La plupart d’entre nous ont du mal à manger suffisamment de légumes. Selon le Forum économique mondial, seule une personne sur dix dans l’UE consomme quotidiennement les cinq portions de fruits et légumes recommandées pour le bien de la santé et du climat. Ce qui est naturel, selon Ole G. Mouritsen, professeur émérite de gastrophysique et d’innovation culinaire au Département des sciences alimentaires de l’Université de Copenhague.

Selon Mouritsen, les légumes en eux-mêmes n’ont tout simplement pas un très bon goût. « La plupart des gens ne changent pas leur façon de manger juste pour le climat. Pour vraiment faire avancer les choses, je pense que chaque repas doit être préparé pour satisfaire notre sens du goût. Et, quand beaucoup de gens ont du mal En mangeant suffisamment de légumes, c’est parce que les légumes manquent de douceur et d’umami dont nous avons été codés au cours de l’évolution pour avoir envie. »

Ainsi, si nous voulons réaliser une transition écologique de nos habitudes alimentaires avec des régimes beaucoup plus à base de plantes, cela pourrait être une bonne idée d’agrémenter les plats de légumes avec plus d’umami – le goût de bouillon de base généralement associé à la viande. Ici, le professeur Mouritsen estime que la mer est un fruit à portée de main. La mer regorge non seulement de protéines, de vitamines, de minéraux et de graisses saines, mais aussi d’umami très convoité.

« Nous négligeons les sources alimentaires les plus facilement disponibles et, dans de nombreux cas, les plus durables, au goût umami, à savoir le poisson, les algues, les crustacés, les mollusques et autres fruits de mer. Si les bonnes espèces sont choisies, nous pouvons les utiliser comme climat-et des sources de protéines respectueuses de l’environnement qui sont également des arômes umami efficaces pour les légumes », explique Ole G. Mouritsen.

Utiliser les mathématiques pour quantifier l’umami

Dans un article de recherche Publié dans Revue internationale de gastronomie et de science alimentaire, Mouritsen utilise une équation mathématique pour aider à calculer la puissance de l’umami dans une large gamme de fruits de mer et démontrer leur grand potentiel gustatif : EUC = u + u × ΣN γ(N)v(N). EUC signifie Equivalent Umami Concentration, qui est la concentration d’umami dans un aliment exprimée en mg/100 g.

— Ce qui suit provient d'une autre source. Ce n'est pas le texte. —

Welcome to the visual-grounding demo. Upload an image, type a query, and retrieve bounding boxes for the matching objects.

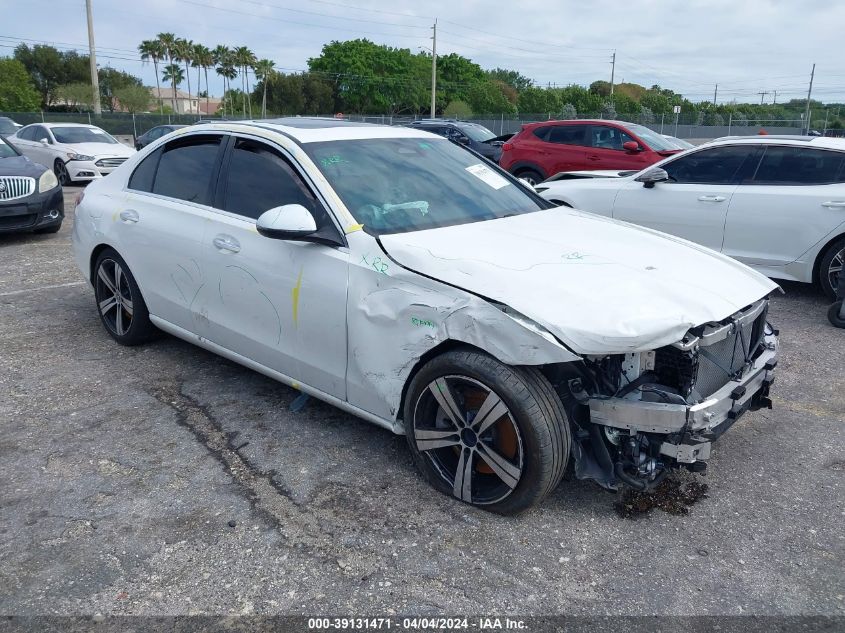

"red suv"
[499,120,682,184]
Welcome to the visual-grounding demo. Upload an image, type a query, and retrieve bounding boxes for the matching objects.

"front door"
[203,137,349,399]
[613,145,756,251]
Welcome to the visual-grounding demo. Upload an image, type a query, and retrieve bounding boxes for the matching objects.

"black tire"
[514,169,545,186]
[404,349,570,514]
[33,222,62,235]
[53,158,73,187]
[827,299,845,328]
[91,248,158,346]
[819,237,845,300]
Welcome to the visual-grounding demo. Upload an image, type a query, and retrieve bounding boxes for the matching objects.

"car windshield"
[0,117,18,136]
[457,123,496,143]
[0,138,18,158]
[625,124,680,152]
[303,138,546,235]
[50,127,118,145]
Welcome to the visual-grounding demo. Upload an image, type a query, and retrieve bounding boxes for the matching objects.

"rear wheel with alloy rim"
[404,350,570,514]
[53,158,71,187]
[93,249,156,345]
[819,239,845,299]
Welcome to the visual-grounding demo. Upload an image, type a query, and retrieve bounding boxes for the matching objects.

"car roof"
[171,117,440,143]
[699,134,845,150]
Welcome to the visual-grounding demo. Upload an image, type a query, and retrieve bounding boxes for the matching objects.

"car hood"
[379,207,778,354]
[0,156,47,178]
[59,143,135,159]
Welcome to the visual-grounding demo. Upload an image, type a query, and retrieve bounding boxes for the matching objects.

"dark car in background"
[499,119,682,185]
[0,116,23,136]
[135,125,188,149]
[408,119,503,164]
[0,136,65,233]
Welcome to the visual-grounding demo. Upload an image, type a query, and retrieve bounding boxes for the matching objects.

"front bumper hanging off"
[588,332,778,464]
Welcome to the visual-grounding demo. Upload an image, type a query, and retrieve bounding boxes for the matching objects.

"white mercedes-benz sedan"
[73,118,778,513]
[537,136,845,298]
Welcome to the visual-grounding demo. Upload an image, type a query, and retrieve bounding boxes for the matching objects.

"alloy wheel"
[97,259,134,336]
[827,248,845,292]
[413,375,524,505]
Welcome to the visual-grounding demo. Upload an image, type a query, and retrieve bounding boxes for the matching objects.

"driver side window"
[662,145,756,185]
[223,139,326,221]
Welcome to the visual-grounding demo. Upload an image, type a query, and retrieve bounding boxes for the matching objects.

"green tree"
[161,64,185,108]
[0,58,41,112]
[54,82,94,112]
[255,59,275,118]
[443,101,472,119]
[114,86,150,114]
[193,44,214,114]
[486,68,533,92]
[138,40,164,114]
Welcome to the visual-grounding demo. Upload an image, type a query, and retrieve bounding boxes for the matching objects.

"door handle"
[120,209,141,224]
[212,235,241,253]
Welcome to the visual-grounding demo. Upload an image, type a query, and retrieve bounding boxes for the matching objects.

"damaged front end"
[547,299,778,490]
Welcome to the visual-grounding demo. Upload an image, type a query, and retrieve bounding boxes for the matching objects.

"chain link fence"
[0,112,805,140]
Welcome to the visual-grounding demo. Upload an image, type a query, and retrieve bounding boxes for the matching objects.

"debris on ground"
[615,477,708,519]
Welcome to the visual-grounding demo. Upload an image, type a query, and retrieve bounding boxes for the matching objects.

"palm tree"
[255,59,275,119]
[161,63,185,114]
[175,38,199,111]
[138,40,164,114]
[194,44,214,114]
[213,44,232,117]
[233,46,255,118]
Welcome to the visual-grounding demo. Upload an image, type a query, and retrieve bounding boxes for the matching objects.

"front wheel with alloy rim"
[404,349,570,514]
[53,158,71,187]
[819,238,845,299]
[93,249,156,345]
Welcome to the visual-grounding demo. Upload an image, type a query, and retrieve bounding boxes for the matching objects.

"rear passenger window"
[223,139,319,221]
[127,149,161,193]
[751,147,845,185]
[153,136,220,204]
[546,125,587,145]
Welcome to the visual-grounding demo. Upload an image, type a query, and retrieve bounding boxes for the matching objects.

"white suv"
[537,136,845,297]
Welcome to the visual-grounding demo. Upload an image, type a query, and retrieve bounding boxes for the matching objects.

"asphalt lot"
[0,188,845,615]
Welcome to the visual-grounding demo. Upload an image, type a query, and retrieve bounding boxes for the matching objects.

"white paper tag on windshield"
[466,163,510,189]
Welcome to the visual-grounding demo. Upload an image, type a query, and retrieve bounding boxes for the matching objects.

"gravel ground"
[0,188,845,615]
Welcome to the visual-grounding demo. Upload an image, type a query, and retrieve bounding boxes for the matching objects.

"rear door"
[613,145,759,251]
[587,125,654,171]
[724,144,845,267]
[543,124,590,176]
[117,134,227,335]
[203,135,349,399]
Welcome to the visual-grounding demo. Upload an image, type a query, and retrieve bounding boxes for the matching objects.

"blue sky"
[0,0,845,103]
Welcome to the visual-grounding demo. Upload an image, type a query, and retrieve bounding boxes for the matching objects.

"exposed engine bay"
[547,299,777,490]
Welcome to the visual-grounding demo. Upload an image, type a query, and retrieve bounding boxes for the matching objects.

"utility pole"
[610,50,616,103]
[804,64,816,133]
[431,18,437,119]
[85,0,102,115]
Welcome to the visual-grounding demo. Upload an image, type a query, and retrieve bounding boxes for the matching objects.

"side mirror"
[256,204,317,240]
[634,167,669,189]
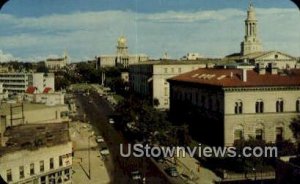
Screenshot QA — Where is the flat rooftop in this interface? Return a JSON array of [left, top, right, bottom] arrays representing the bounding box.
[[0, 123, 71, 157], [168, 68, 300, 87], [0, 102, 65, 115]]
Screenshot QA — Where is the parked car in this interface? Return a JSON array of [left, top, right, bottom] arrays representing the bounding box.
[[130, 170, 142, 180], [100, 146, 109, 155], [153, 155, 166, 163], [165, 167, 179, 177], [96, 135, 104, 143], [108, 118, 115, 124]]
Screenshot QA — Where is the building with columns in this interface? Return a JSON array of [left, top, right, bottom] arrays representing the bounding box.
[[168, 64, 300, 146], [129, 60, 214, 109], [95, 35, 149, 68], [226, 3, 300, 69], [45, 52, 69, 72]]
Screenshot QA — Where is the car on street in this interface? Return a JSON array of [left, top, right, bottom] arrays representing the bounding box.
[[100, 145, 109, 155], [153, 155, 166, 163], [165, 167, 179, 177], [96, 135, 104, 143], [130, 170, 142, 180], [108, 118, 115, 124]]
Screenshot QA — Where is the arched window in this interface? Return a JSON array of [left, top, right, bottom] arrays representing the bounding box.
[[234, 100, 243, 114], [276, 99, 283, 112], [255, 100, 264, 113], [275, 127, 283, 142], [201, 95, 206, 107], [296, 99, 300, 112], [234, 126, 244, 141], [208, 97, 213, 110], [216, 99, 221, 112], [255, 124, 265, 140]]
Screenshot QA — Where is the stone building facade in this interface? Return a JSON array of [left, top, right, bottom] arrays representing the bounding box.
[[168, 68, 300, 146], [129, 60, 206, 109]]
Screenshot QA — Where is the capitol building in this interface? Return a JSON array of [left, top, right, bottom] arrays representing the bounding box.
[[96, 35, 149, 68]]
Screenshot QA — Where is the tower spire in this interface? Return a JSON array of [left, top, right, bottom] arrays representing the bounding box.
[[241, 0, 262, 55]]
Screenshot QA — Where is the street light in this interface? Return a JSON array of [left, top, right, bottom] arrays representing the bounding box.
[[88, 132, 94, 180]]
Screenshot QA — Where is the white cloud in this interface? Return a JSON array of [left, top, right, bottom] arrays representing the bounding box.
[[0, 8, 300, 61]]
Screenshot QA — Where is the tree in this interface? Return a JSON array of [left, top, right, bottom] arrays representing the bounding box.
[[36, 62, 49, 73]]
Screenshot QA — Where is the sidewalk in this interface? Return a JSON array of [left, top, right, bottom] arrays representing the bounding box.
[[70, 122, 110, 184], [171, 152, 221, 184]]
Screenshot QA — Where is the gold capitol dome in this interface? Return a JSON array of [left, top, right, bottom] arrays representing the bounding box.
[[118, 35, 127, 45]]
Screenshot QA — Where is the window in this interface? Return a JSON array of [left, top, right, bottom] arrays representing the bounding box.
[[164, 87, 169, 96], [30, 163, 34, 175], [41, 176, 46, 184], [216, 99, 221, 112], [296, 99, 300, 112], [50, 158, 54, 169], [48, 174, 55, 184], [178, 68, 181, 73], [6, 169, 12, 182], [255, 100, 264, 113], [64, 169, 70, 181], [59, 156, 63, 167], [276, 99, 283, 112], [40, 160, 45, 172], [234, 100, 243, 114], [208, 97, 213, 110], [276, 127, 283, 142], [255, 129, 264, 140], [234, 129, 244, 141], [19, 166, 25, 179]]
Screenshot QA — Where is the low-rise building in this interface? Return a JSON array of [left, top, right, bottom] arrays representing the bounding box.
[[129, 60, 211, 109], [0, 102, 69, 127], [168, 64, 300, 146], [24, 86, 65, 106], [181, 52, 203, 61], [0, 123, 72, 184], [0, 73, 55, 94]]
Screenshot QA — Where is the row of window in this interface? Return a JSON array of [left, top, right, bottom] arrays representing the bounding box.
[[234, 99, 300, 114], [234, 127, 283, 141], [164, 68, 181, 73], [173, 92, 221, 112], [6, 156, 63, 182]]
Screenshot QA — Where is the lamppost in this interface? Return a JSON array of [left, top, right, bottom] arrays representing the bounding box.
[[88, 132, 94, 180], [252, 167, 256, 181]]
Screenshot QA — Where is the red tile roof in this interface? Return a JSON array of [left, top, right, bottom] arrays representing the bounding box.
[[43, 87, 52, 93], [26, 86, 37, 94], [168, 68, 300, 87]]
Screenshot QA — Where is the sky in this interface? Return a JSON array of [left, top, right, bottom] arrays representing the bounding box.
[[0, 0, 300, 62]]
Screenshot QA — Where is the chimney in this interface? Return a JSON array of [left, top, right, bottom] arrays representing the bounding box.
[[242, 68, 247, 82], [270, 63, 278, 75], [257, 63, 266, 75]]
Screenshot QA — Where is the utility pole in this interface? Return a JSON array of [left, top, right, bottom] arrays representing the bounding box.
[[88, 134, 93, 180]]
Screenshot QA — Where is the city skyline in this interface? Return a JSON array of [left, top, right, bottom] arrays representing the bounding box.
[[0, 0, 300, 62]]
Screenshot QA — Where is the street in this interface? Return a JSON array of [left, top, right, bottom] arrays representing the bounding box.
[[77, 92, 183, 184]]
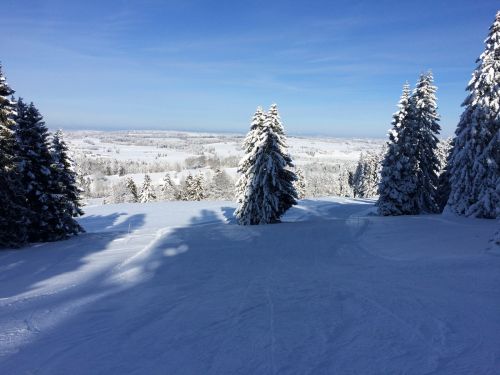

« L’umami peut être intégré à une formule car nous savons exactement comment les récepteurs gustatifs de nos papilles gustatives captent l’umami au niveau moléculaire. Il existe un effet synergique lorsque deux substances, le glutamate et les nucléotides, sont présentes dans un aliment en même temps. temps.

Le glutamate confère le goût umami de base, qui est ensuite rehaussé plusieurs fois par des nucléotides. Cette synergie se reflète dans l’équation », explique Mouritsen, dont la formation est en physique théorique.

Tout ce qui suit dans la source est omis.